We’ve had a love-hate relationship with our Amazon Echo devices since getting our first back in 2016. We love what they do, but we hate that we don’t know more about how to use them better, and we get annoyed at ourselves when we forget the appropriate voice commands to do the things we wish to do. So, for our own benefit, as well as for yours, we came up with a cheat sheet of some of the most useful commands and features of these devices. A copy of this is attached, and a more extensive version with over twice as much content is available to our kind supporters from their special supporter resource page.
First, a quick refresher on what the Amazon Echo is.
Amazon’s Echo units are voice controlled. You speak to them, asking them questions, or asking them to do things, and they reply to you. For example, ask them for information about the weather or news, and they’ll tell you. Ask them to turn on your upstairs lights, and if you have a compatible smart light switch connected to those lights, they’ll turn the lights on for you. Ask them to set a reminder message for you at 2pm to do something, and so on.
Order a pizza, book a restaurant through Open Table, schedule a Lyft or Uber car, ask what movies are playing in local theaters (or television programming), have them convert Euros to dollars, ounces to cups or liters, and so on.
Their speakers can also be used to play music, or as an intercom service, both within your home/office or more broadly to contacts elsewhere in the world. They can be connected to your phone as well.
Some models of the Echo devices also include cameras and screens. And, similar to how Amazon’s Kindle eBook reader started off as a dedicated device and then evolved to become an app available on most phones, tablets, and computers, so too is their Echo app increasingly available on phones, tablets and computers too.
We first reviewed the Echo in December 2016, and then did a follow-up review with more commentary and ideas about how to use Echo units.
The least expensive Echo unit is the Echo Dot. Usually listing for $49.99, the Echo Dot is currently on a “Mother’s Day Special” for $39.99. If don’t already have some, perhaps now is a good time to dip your toe in the water and try one; and if you already have some, maybe now is a good time to get another one or two to add to more rooms in your house.
The other essential thing to add to your Echo unit are remote control plugs so you can have your Echo devices turn things on and off for you. You can get replacement wall mounted light switches for regular lights if you don’t mind the small amount of rewiring needed to install them. But for items that plug into a wall outlet – including lights and all sorts of other electrical appliances – it is tremendously simple just to add a unit between the wall socket and the device plug – no wiring required.

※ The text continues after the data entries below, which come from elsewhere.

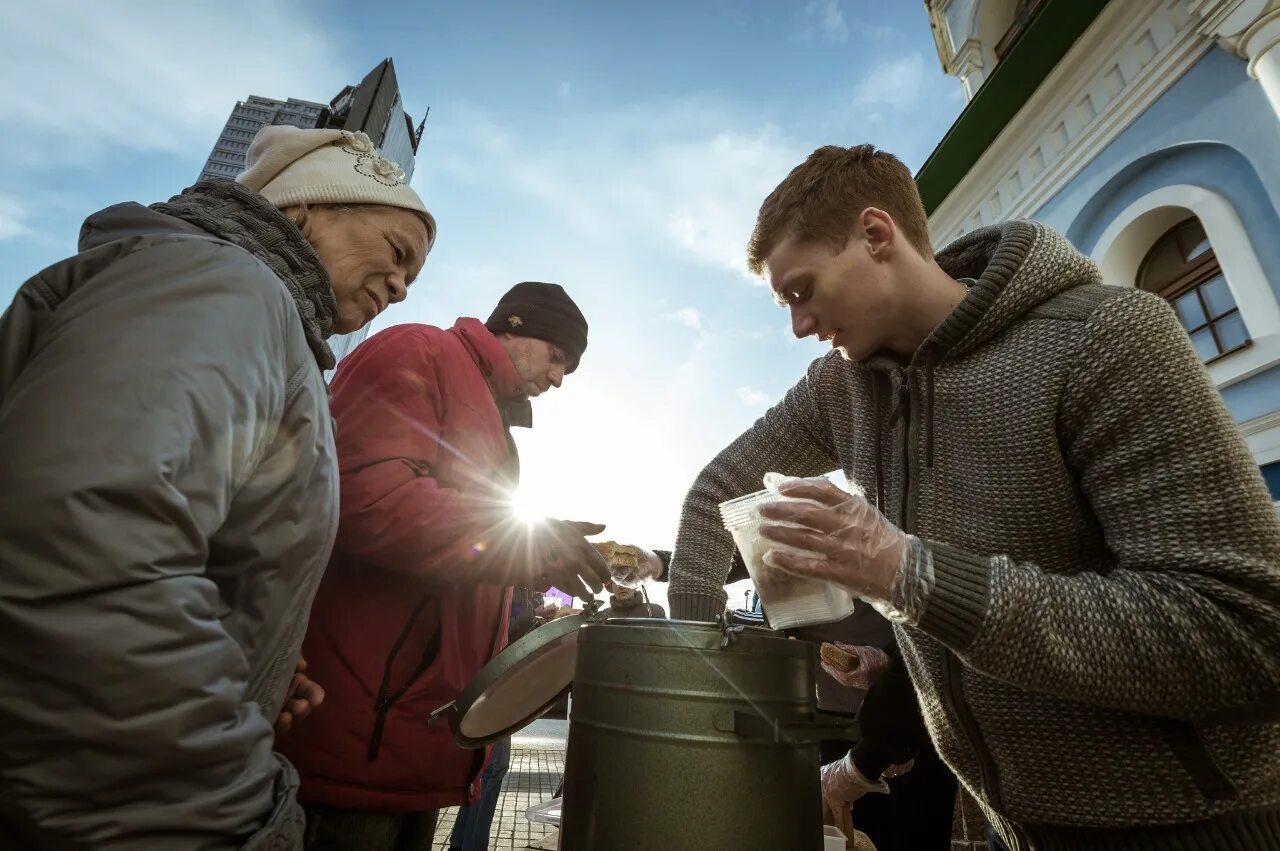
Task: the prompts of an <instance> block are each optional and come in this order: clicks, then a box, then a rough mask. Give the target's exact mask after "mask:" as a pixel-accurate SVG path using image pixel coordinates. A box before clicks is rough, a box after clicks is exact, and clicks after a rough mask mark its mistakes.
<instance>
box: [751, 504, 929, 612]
mask: <svg viewBox="0 0 1280 851" xmlns="http://www.w3.org/2000/svg"><path fill="white" fill-rule="evenodd" d="M777 490H778V493H780V494H781V495H783V497H788V498H791V499H786V500H778V502H772V503H765V504H764V505H762V507H760V517H762V518H763V520H764V523H763V525H762V526H760V536H762V537H764V539H767V540H768V541H771V543H772V544H776V545H777V546H773V548H772V549H769V550H768V552H765V554H764V563H765V564H768V566H771V567H776V568H778V569H783V571H787V572H788V573H795V575H796V576H806V577H812V578H815V580H826V581H828V582H835V584H836V585H841V586H844V587H846V589H849V590H850V591H852V593H854V594H855V595H858V596H860V598H861V599H864V600H867V601H868V603H870V604H873V605H874V607H876V608H877V609H879V610H881V613H883V614H884V616H886V617H888V618H891V619H895V621H902V622H906V623H919V619H920V616H922V614H923V613H924V605H925V601H927V600H928V594H929V591H932V589H933V559H932V558H931V557H929V553H928V550H927V549H924V546H923V545H922V544H920V541H919V539H918V537H915V536H914V535H908V534H906V532H904V531H901V530H900V529H899V527H897V526H895V525H893V523H891V522H890V521H888V520H887V518H886V517H884V516H883V514H881V513H879V512H878V511H876V507H874V505H872V504H870V503H868V502H867V499H865V498H864V497H861V495H858V494H849V493H846V491H844V490H841V489H840V488H837V486H836V485H833V484H832V482H829V481H828V480H826V479H790V480H787V481H783V482H781V484H780V485H777ZM771 521H773V522H771Z"/></svg>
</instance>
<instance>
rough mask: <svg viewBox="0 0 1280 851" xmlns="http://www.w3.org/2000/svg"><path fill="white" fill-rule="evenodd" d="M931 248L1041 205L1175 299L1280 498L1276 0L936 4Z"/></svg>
mask: <svg viewBox="0 0 1280 851" xmlns="http://www.w3.org/2000/svg"><path fill="white" fill-rule="evenodd" d="M925 6H927V8H928V13H929V20H931V24H932V27H933V35H934V38H936V42H937V47H938V56H940V59H941V61H942V67H943V69H945V70H946V72H947V73H948V74H952V76H955V77H957V78H959V79H960V84H961V86H963V87H964V90H965V93H966V96H968V97H969V102H968V105H966V107H965V109H964V111H963V113H961V115H960V118H957V119H956V123H955V125H952V128H951V131H950V132H948V133H947V136H946V137H945V138H943V139H942V142H941V143H940V145H938V147H937V148H936V150H934V151H933V154H932V155H931V157H929V160H928V161H927V163H925V164H924V166H922V169H920V171H919V173H918V174H916V180H918V183H919V186H920V193H922V197H923V198H924V200H925V207H927V209H928V211H929V225H931V232H932V233H933V234H934V237H936V241H937V244H938V247H941V246H942V244H946V243H947V242H950V241H951V239H954V238H956V237H959V235H960V234H963V233H966V232H968V230H972V229H974V228H978V227H982V225H986V224H991V223H995V221H1001V220H1006V219H1014V218H1030V219H1037V220H1039V221H1043V223H1046V224H1048V225H1052V227H1053V228H1056V229H1059V230H1061V232H1062V233H1065V234H1066V235H1068V238H1069V239H1070V241H1071V242H1073V243H1074V244H1075V246H1076V248H1079V250H1080V251H1082V252H1084V253H1085V255H1088V256H1091V257H1092V258H1093V260H1094V261H1096V262H1097V264H1098V266H1100V267H1101V269H1102V275H1103V279H1105V282H1106V283H1107V284H1114V285H1121V287H1142V288H1143V289H1147V290H1149V292H1153V293H1156V294H1160V296H1162V297H1165V298H1167V299H1169V301H1170V302H1171V303H1172V306H1174V308H1175V311H1176V314H1178V316H1179V319H1180V320H1181V322H1183V325H1184V328H1185V329H1187V333H1188V334H1189V335H1190V339H1192V342H1193V344H1194V346H1196V348H1197V351H1198V352H1199V354H1201V358H1202V360H1203V361H1204V365H1206V369H1207V370H1208V374H1210V375H1211V378H1212V379H1213V381H1215V383H1216V385H1217V388H1219V390H1220V392H1221V394H1222V398H1224V401H1225V402H1226V406H1228V408H1229V410H1230V411H1231V415H1233V416H1234V417H1235V420H1236V424H1238V425H1239V426H1240V430H1242V431H1243V434H1244V436H1245V439H1247V441H1248V444H1249V449H1251V450H1252V453H1253V457H1254V459H1256V461H1257V463H1258V466H1260V467H1261V470H1262V473H1263V477H1265V479H1266V481H1267V485H1268V486H1270V489H1271V494H1272V498H1274V499H1276V500H1277V502H1280V238H1277V234H1280V212H1277V210H1280V0H1111V1H1107V0H928V1H927V3H925Z"/></svg>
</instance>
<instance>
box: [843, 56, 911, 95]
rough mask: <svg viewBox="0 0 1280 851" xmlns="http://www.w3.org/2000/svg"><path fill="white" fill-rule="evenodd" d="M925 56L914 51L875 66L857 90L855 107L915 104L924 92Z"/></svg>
mask: <svg viewBox="0 0 1280 851" xmlns="http://www.w3.org/2000/svg"><path fill="white" fill-rule="evenodd" d="M923 78H924V56H922V55H920V54H919V52H911V54H908V55H906V56H902V58H900V59H892V60H890V61H886V63H882V64H879V65H877V67H876V68H873V69H872V70H870V73H868V74H867V76H865V77H864V78H863V81H861V82H860V83H859V84H858V88H856V90H855V91H854V106H870V105H873V104H887V105H888V106H893V107H897V109H906V107H909V106H911V105H913V104H914V102H915V100H916V97H918V96H919V95H920V82H922V79H923Z"/></svg>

These smart plugs have plunged in price. When we first started buying them, we were paying $40 for each plug and feeling pleased at the ‘bargain’ we’d uncovered. Now you can get them for as little as $12.99 each, and packs of two, four, six, etc at slightly lower per-unit costs.
There are a couple of things to watch out for when buying smart plugs. The first is to make sure they can be directly controlled by Echo units – some require a ‘smart hub’ that interfaces between the Echo units and the smart plugs, but most don’t. The best thing is to look for an “Amazon Certified” badge on the listing.
The second is to see what the current rating is for the device. Most are rated for 10 amps, some are rated for 15 amps. If you’re simply switching on and off simple appliances and lights, 10A is probably plenty, but if you’re wanting to turn on heavier machinery, heaters, or cooking equipment, then you’ll probably need 15A. 10A is enough for about 1100W of power, 15A is good for 1650W of power.
Here is a link to a ‘cheat sheet’ with some of the most useful of the many commands you can use with your Alexa Echo. Some of them refer to built in capabilities of the devices, and others relate to additional ‘skills’ that you download to your device – a bit like adding apps to your phone or tablet, for example, and a very easy process to do. (Note – Travel Insider contributors can go to their contributor page and download a massively extended 31 page version of this document. If you’re not yet a contributor, you can become one here.)
When we wrote about the Echo unit in December 2016, there were about 4,000 different skills. Now there are more than 25,000, and you can even now develop your own skills through a fairly easy ‘do your own programming’ “skills blueprint” tool that Amazon offers. As far as we are aware, currently all skills are completely free (even in cases where an equivalent phone based app costs money to purchase), making it enticing to wade through some of the long listings of skills to find ones that could be of interest.